The 649-page report, the organization’s 21st annual review of human rights practices around the globe, summarizes major human rights issues in more than 90 countries worldwide. During 2010, the government tightened restrictions on public gatherings and began using violent methods of enforcement, Human Rights Watch said. Kuwait should allow activists to assemble peacefully and halt both state security cases and criminal defamation prosecutions against peaceful political activists, Human Rights Watch said.
“This year, Kuwait’s government grew more and more comfortable harassing Kuwaitis who dared criticize the government,” said Sarah Leah Whitson, Middle East director at Human Rights Watch. “Watching what’s happening in the streets of Egypt and Tunisia, the Kuwaiti government should think long and hard about depriving people of their basic human rights to free speech and assembly.”
In April, government security agents arrested and summarily deported over 30 Egyptian residents who had gathered in a local café to discuss support for the Egyptian reform advocate Mohammed El Baradei.

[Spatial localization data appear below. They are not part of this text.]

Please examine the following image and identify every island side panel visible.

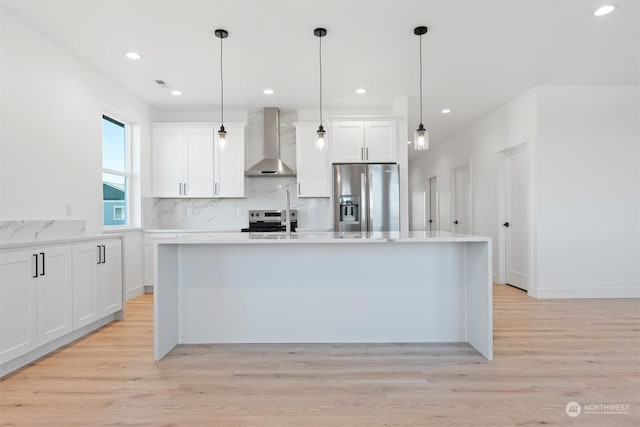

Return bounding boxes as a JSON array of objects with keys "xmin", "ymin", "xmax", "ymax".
[
  {"xmin": 154, "ymin": 243, "xmax": 180, "ymax": 361},
  {"xmin": 177, "ymin": 241, "xmax": 468, "ymax": 344},
  {"xmin": 465, "ymin": 240, "xmax": 493, "ymax": 360}
]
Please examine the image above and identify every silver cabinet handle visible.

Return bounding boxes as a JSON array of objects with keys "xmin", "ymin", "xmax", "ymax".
[
  {"xmin": 361, "ymin": 147, "xmax": 364, "ymax": 161},
  {"xmin": 298, "ymin": 182, "xmax": 301, "ymax": 196},
  {"xmin": 179, "ymin": 183, "xmax": 183, "ymax": 195},
  {"xmin": 361, "ymin": 172, "xmax": 367, "ymax": 232},
  {"xmin": 365, "ymin": 147, "xmax": 369, "ymax": 161},
  {"xmin": 184, "ymin": 183, "xmax": 188, "ymax": 196},
  {"xmin": 214, "ymin": 182, "xmax": 219, "ymax": 196}
]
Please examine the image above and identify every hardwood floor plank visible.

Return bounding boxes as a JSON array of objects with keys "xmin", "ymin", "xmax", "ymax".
[{"xmin": 1, "ymin": 287, "xmax": 639, "ymax": 426}]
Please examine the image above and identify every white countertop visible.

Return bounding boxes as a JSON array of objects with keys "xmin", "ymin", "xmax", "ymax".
[
  {"xmin": 154, "ymin": 230, "xmax": 490, "ymax": 245},
  {"xmin": 0, "ymin": 233, "xmax": 123, "ymax": 250}
]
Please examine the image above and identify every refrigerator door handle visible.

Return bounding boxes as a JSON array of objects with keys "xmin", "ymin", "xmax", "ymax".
[
  {"xmin": 368, "ymin": 171, "xmax": 374, "ymax": 232},
  {"xmin": 361, "ymin": 172, "xmax": 367, "ymax": 232}
]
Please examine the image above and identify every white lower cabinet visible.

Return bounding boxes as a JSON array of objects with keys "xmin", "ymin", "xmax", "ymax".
[
  {"xmin": 0, "ymin": 238, "xmax": 123, "ymax": 371},
  {"xmin": 0, "ymin": 250, "xmax": 37, "ymax": 364},
  {"xmin": 36, "ymin": 246, "xmax": 73, "ymax": 346},
  {"xmin": 0, "ymin": 245, "xmax": 72, "ymax": 364},
  {"xmin": 72, "ymin": 239, "xmax": 122, "ymax": 329}
]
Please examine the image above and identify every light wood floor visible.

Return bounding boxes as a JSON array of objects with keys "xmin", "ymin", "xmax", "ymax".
[{"xmin": 1, "ymin": 285, "xmax": 638, "ymax": 426}]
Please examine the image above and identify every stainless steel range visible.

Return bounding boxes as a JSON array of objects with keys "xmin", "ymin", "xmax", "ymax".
[{"xmin": 241, "ymin": 210, "xmax": 298, "ymax": 233}]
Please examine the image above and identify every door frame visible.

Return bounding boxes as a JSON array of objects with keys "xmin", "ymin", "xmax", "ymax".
[
  {"xmin": 497, "ymin": 142, "xmax": 532, "ymax": 292},
  {"xmin": 425, "ymin": 176, "xmax": 439, "ymax": 231},
  {"xmin": 450, "ymin": 160, "xmax": 472, "ymax": 234}
]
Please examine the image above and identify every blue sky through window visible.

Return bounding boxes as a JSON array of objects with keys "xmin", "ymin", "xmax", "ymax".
[{"xmin": 102, "ymin": 117, "xmax": 126, "ymax": 172}]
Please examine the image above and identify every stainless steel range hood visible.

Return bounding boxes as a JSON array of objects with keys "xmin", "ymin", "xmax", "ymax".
[{"xmin": 245, "ymin": 107, "xmax": 295, "ymax": 177}]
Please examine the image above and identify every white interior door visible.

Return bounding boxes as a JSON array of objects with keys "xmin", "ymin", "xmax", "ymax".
[
  {"xmin": 452, "ymin": 164, "xmax": 471, "ymax": 234},
  {"xmin": 504, "ymin": 151, "xmax": 528, "ymax": 290},
  {"xmin": 426, "ymin": 176, "xmax": 438, "ymax": 231}
]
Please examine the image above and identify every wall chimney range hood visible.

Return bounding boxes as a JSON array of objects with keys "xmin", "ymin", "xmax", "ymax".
[{"xmin": 245, "ymin": 107, "xmax": 295, "ymax": 177}]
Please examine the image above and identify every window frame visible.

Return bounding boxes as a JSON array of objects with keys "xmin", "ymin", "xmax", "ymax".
[{"xmin": 102, "ymin": 114, "xmax": 131, "ymax": 228}]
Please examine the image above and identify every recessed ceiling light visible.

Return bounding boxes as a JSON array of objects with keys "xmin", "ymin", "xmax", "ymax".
[
  {"xmin": 441, "ymin": 108, "xmax": 451, "ymax": 114},
  {"xmin": 593, "ymin": 5, "xmax": 615, "ymax": 16},
  {"xmin": 170, "ymin": 90, "xmax": 182, "ymax": 96},
  {"xmin": 125, "ymin": 51, "xmax": 142, "ymax": 60},
  {"xmin": 263, "ymin": 89, "xmax": 274, "ymax": 95},
  {"xmin": 355, "ymin": 88, "xmax": 367, "ymax": 94}
]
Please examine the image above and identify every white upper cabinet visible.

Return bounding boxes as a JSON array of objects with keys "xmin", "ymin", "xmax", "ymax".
[
  {"xmin": 184, "ymin": 127, "xmax": 214, "ymax": 197},
  {"xmin": 214, "ymin": 123, "xmax": 246, "ymax": 198},
  {"xmin": 152, "ymin": 124, "xmax": 214, "ymax": 198},
  {"xmin": 294, "ymin": 123, "xmax": 330, "ymax": 198},
  {"xmin": 331, "ymin": 120, "xmax": 397, "ymax": 163}
]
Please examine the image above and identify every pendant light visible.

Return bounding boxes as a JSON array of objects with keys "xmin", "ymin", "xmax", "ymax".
[
  {"xmin": 414, "ymin": 26, "xmax": 429, "ymax": 151},
  {"xmin": 314, "ymin": 27, "xmax": 327, "ymax": 152},
  {"xmin": 215, "ymin": 28, "xmax": 228, "ymax": 150}
]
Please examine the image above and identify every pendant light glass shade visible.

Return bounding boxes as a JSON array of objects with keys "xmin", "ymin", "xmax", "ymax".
[
  {"xmin": 414, "ymin": 26, "xmax": 428, "ymax": 151},
  {"xmin": 218, "ymin": 125, "xmax": 227, "ymax": 150},
  {"xmin": 215, "ymin": 28, "xmax": 228, "ymax": 151},
  {"xmin": 414, "ymin": 124, "xmax": 429, "ymax": 151},
  {"xmin": 314, "ymin": 28, "xmax": 328, "ymax": 152},
  {"xmin": 316, "ymin": 124, "xmax": 326, "ymax": 152}
]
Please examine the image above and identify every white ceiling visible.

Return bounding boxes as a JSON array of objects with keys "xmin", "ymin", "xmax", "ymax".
[{"xmin": 1, "ymin": 0, "xmax": 638, "ymax": 153}]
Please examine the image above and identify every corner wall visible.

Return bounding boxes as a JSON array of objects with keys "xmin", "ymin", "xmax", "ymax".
[{"xmin": 409, "ymin": 85, "xmax": 640, "ymax": 298}]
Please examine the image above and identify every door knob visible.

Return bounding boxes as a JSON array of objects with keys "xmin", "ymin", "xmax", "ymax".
[
  {"xmin": 503, "ymin": 222, "xmax": 510, "ymax": 227},
  {"xmin": 428, "ymin": 219, "xmax": 433, "ymax": 223},
  {"xmin": 453, "ymin": 220, "xmax": 459, "ymax": 225}
]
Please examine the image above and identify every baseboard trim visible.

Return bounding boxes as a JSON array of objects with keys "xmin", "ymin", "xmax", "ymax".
[
  {"xmin": 534, "ymin": 287, "xmax": 640, "ymax": 299},
  {"xmin": 126, "ymin": 284, "xmax": 145, "ymax": 301}
]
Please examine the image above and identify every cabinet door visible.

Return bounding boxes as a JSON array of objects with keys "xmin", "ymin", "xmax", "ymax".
[
  {"xmin": 37, "ymin": 246, "xmax": 72, "ymax": 345},
  {"xmin": 0, "ymin": 250, "xmax": 37, "ymax": 363},
  {"xmin": 365, "ymin": 121, "xmax": 396, "ymax": 163},
  {"xmin": 185, "ymin": 127, "xmax": 214, "ymax": 197},
  {"xmin": 72, "ymin": 243, "xmax": 100, "ymax": 329},
  {"xmin": 331, "ymin": 122, "xmax": 365, "ymax": 163},
  {"xmin": 214, "ymin": 125, "xmax": 245, "ymax": 198},
  {"xmin": 99, "ymin": 240, "xmax": 123, "ymax": 316},
  {"xmin": 295, "ymin": 124, "xmax": 329, "ymax": 197},
  {"xmin": 152, "ymin": 127, "xmax": 185, "ymax": 197}
]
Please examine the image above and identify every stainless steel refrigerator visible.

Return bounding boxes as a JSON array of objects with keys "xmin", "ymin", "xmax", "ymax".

In September, the interior ministry issued a decision banning public gatherings without prior approval. The ministry later said this ban included a prohibition on outdoor gatherings, in particular gatherings outside of diwaniyas, or traditional discussion salons held in private homes that occur almost daily in Kuwait. Local civil society activists criticized the decision as an unduly burdensome restriction of their freedom to peacefully assemble.